Published on May 3rd, 2020 | by Hammer0
Volvo Cars 4×4 system explained in more detail
Most Volvo SUV and some Volvo car owners don’t really understand what type of four wheel drive system they have under their vehicle. Some even don’t know how it works and have probably never thought about asking their Volvo Cars salesperson about it. The need to buy a new Volvo excites them and the safety features that comes with every new Volvo seems enough to satisfy their needs. Still, we feel that the Volvo owner that has bought a vehicle with all wheel drive needs to understand the complex engineering that works for them every-time they are on the road without them having to do anything to work it.

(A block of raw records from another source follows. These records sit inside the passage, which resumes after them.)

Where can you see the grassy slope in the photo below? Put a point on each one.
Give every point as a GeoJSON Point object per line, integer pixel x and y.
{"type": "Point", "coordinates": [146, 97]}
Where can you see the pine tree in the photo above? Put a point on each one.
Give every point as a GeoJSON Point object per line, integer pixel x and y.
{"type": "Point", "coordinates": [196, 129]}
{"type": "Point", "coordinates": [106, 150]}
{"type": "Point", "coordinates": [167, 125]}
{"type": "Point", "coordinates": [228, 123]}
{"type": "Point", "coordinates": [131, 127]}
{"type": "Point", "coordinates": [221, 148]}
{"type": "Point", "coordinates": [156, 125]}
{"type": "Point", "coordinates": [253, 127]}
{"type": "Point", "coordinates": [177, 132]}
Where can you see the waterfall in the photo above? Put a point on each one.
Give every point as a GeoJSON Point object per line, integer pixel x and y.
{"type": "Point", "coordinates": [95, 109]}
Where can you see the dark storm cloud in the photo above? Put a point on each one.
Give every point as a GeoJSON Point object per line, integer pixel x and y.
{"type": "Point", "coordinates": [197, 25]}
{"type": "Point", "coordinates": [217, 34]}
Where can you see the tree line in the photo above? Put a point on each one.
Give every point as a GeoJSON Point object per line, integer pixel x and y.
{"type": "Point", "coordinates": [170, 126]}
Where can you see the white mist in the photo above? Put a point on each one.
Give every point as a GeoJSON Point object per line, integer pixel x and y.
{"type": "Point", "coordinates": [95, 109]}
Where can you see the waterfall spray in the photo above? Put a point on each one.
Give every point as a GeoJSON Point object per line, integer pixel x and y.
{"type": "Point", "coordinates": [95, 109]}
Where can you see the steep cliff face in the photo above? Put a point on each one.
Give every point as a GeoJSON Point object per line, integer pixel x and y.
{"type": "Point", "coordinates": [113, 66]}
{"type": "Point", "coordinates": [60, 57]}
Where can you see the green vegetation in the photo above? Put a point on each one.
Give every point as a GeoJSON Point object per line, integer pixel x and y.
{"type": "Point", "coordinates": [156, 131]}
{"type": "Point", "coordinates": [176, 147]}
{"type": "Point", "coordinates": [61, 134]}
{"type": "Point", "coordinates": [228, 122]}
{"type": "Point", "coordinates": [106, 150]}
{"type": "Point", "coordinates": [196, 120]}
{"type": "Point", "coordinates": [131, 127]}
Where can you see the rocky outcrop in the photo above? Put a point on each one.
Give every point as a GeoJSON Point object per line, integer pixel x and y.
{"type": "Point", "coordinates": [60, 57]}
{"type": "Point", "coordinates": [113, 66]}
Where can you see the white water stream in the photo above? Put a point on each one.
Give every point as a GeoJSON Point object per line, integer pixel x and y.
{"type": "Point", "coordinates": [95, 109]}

When the name Volvo is mentioned, it is always followed by the word safety. Yes, Volvo Cars are famous for their safety features and Volvo engineers from the start of business have been bringing innovate safety features for moving objects with the idea of sharing vehicle safety with the rest of the automotive world.
It started with the simple seat belt. Yes, Volvo engineer, Nils Bohlin invented the 3-point safety belt for Volvo which became the most effective lifesaver in traffic for sixty-one years now and Volvo released the patent to the automotive world for free.
Staying On The Road
Volvo’s All Wheel Drive (AWD) systems provide enhanced performance in slippery road conditions and bad weather. The AWD system gives you more precise handling when traveling on wet or icy tarmac. When you’re on dry tarmac, the Volvo system switches to the front wheels for the best fuel efficiency and stability.
There are several different variations of Volvo AWD systems. The first one used was called the GKN Viscous Coupler. The next five variations are all generations of the Haldex AWD system. Modern Volvos from 2009 on typically have fourth and fifth-generation Haldex AWD systems. As these are the most current, let’s take a look at how they work.
AWD From Haldex
The Haldex Fourth Generation AWD system is almost the same as the third-generation system, except that it gets rid of the mechanical, hydraulic pump. The third generation was the first pro-active Volvo AWD system, and the fourth generation is the same. As soon as you start the engine, an electric pump gives advance pressure to the transfer clutch in the AWD system.
Once the computer responsible for traction control senses slippage from the wheels, the clutch immediately engages and throws torque to the rear wheels. Since the clutch already has pressure behind it, this is an instant response. That’s why Volvo markets the AWD system as Instant Traction.
The fifth generation of the Haldex AWD system offers a more straightforward construction and tighter component integration. Previous generations of the AWD system used mechanical or electronic pump sets to control the pressure. The fifth-generation only uses a hydraulic pump controlled by a computer, which eliminates the need for the accumulators and solenoids.